Author | : Anthony Reid |
Publisher | : Cambridge University Press |
Total Pages | : 263 |
Release | : 2010 |
Genre | : History |
ISBN | : 0521872375 |
Download Imperial Alchemy Book in PDF, Epub and Kindle
Using Southeast Asia as an example, this book tests theory about the relation between modernity, nationalism, and ethnic identity. The author develops his own typology to better fit the formation of political identities such as the Indonesian, Malay, Chinese, Acehnese, Batak and Kadazan.
Author | : Nicholas Tarling |
Publisher | : Routledge |
Total Pages | : 326 |
Release | : 2003-08-29 |
Genre | : History |
ISBN | : 1134570821 |
Download Imperialism in Southeast Asia Book in PDF, Epub and Kindle
One of the few studies of imperialism to concentrate on Southeast Asia, Tarling's work focuses on the establishment of political control from 1870 to 1914 and analyses attempts to re-establish control after the Second World War.
Author | : Richard Butwell |
Publisher | : |
Total Pages | : 466 |
Release | : 1952 |
Genre | : |
ISBN | : |
Download Approach of American Foreign Policy to Southeast Asian Nationalism During and Since World War Two Book in PDF, Epub and Kindle
Author | : Nicholas Tarling |
Publisher | : Routledge |
Total Pages | : 283 |
Release | : 2004-08-02 |
Genre | : History |
ISBN | : 1134312725 |
Download Nationalism in Southeast Asia Book in PDF, Epub and Kindle
Nationalism in Southeast Asia seeks a definition of nationalism through examining its role in the history of southeast Asia, a region rarely included in general books on the topic.

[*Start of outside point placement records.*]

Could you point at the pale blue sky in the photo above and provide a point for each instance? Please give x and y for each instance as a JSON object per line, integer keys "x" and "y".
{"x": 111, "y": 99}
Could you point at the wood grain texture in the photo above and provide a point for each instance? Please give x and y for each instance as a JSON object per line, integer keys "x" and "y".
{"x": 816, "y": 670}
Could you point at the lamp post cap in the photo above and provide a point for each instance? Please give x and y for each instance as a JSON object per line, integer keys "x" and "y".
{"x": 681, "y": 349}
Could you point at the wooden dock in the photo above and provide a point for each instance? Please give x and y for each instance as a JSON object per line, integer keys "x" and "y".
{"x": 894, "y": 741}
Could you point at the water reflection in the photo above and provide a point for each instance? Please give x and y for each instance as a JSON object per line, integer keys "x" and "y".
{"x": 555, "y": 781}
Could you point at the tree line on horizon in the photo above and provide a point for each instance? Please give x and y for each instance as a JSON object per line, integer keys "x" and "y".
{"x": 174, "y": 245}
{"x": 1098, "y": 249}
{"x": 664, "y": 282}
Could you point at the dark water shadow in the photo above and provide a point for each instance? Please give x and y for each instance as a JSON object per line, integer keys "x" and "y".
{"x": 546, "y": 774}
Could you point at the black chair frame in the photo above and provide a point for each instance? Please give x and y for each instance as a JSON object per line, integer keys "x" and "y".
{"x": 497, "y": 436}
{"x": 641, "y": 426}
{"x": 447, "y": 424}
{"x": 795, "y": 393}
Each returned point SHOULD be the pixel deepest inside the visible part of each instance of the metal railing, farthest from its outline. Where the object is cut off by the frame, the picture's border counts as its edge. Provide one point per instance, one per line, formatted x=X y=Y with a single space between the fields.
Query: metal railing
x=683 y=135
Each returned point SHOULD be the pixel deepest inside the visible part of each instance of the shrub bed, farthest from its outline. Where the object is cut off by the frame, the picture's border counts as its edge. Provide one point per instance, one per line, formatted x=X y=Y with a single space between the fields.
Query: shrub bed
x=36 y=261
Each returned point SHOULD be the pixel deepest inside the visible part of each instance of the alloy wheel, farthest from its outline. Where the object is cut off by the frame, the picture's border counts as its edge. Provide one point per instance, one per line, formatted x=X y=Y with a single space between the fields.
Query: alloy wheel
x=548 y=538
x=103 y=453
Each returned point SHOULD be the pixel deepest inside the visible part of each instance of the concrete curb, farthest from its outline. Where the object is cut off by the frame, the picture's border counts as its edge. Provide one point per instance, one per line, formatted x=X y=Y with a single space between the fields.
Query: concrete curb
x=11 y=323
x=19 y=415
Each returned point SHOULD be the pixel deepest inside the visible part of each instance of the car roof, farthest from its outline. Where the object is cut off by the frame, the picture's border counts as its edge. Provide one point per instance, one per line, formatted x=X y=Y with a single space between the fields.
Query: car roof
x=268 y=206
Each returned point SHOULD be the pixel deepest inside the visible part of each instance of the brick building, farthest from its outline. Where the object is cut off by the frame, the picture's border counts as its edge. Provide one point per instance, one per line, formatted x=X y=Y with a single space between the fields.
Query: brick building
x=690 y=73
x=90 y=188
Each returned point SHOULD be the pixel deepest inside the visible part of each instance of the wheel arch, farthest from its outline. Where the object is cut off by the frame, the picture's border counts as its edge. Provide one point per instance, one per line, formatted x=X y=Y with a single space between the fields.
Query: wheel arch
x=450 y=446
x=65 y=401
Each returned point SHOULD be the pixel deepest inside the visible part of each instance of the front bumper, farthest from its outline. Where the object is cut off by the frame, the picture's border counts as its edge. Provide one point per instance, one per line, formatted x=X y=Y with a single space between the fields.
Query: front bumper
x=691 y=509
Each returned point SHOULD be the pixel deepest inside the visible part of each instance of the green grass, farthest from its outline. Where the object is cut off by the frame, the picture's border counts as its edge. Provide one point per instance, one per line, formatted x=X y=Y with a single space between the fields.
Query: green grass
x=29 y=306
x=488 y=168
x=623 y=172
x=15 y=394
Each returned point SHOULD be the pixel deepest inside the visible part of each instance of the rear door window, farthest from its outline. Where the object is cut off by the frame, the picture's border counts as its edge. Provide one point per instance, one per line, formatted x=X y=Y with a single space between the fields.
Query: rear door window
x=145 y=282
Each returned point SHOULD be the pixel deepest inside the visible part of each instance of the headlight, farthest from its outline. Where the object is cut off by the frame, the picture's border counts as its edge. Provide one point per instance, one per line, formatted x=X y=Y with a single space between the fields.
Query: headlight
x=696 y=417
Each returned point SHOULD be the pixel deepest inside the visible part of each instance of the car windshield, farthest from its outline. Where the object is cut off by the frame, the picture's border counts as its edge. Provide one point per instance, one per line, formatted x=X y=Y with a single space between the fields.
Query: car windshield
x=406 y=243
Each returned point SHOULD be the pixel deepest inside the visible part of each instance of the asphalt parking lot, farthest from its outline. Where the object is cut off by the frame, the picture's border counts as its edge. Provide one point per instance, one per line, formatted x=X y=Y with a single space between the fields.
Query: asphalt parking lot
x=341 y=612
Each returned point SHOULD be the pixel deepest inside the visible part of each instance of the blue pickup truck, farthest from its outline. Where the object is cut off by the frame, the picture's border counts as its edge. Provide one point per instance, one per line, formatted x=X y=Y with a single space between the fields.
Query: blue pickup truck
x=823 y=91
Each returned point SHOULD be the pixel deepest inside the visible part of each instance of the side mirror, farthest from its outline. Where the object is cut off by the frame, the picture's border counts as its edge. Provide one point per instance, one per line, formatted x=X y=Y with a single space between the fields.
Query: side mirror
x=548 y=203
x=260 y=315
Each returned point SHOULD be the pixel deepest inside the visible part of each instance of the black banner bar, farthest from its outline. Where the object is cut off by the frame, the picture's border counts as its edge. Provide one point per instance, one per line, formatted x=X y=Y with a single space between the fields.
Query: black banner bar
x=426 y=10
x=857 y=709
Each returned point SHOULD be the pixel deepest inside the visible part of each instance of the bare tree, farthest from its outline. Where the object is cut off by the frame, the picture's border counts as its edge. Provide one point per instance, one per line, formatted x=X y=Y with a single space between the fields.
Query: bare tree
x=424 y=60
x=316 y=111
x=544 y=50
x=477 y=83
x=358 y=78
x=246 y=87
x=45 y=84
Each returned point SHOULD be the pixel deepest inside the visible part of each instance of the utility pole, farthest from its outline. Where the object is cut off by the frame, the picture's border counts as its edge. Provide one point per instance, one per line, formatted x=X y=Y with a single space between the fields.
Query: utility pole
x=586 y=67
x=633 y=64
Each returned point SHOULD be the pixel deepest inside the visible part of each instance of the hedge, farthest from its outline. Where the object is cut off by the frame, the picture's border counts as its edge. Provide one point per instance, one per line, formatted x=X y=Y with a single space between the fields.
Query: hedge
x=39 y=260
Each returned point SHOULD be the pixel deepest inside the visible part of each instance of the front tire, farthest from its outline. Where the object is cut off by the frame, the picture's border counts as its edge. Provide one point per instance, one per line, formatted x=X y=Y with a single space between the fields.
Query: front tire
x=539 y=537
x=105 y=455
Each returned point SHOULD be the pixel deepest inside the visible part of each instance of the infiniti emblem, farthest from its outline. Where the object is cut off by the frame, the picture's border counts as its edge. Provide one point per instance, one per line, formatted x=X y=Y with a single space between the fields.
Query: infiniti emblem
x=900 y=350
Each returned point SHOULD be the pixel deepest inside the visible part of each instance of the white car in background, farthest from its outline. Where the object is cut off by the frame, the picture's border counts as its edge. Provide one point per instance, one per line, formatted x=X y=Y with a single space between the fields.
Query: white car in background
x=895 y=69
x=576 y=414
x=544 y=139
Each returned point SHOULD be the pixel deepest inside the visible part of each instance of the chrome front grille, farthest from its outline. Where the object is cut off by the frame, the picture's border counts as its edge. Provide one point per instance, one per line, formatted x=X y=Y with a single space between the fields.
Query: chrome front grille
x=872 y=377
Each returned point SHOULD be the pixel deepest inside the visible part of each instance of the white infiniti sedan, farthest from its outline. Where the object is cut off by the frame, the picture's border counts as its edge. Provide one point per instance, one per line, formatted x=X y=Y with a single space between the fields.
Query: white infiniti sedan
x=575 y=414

By developing such a definition and testing it out, Tarling hopes at the same time to make a contribution to southeast Asian historiography and to limit its 'ghettoization'. Tarling considers the role of nationalism in the 'nation-building' of the post-colonial phase, and its relationship both with the democratic aspirations associated with the winning of independence and with the authoritarianism of the closing decades of the 20th century.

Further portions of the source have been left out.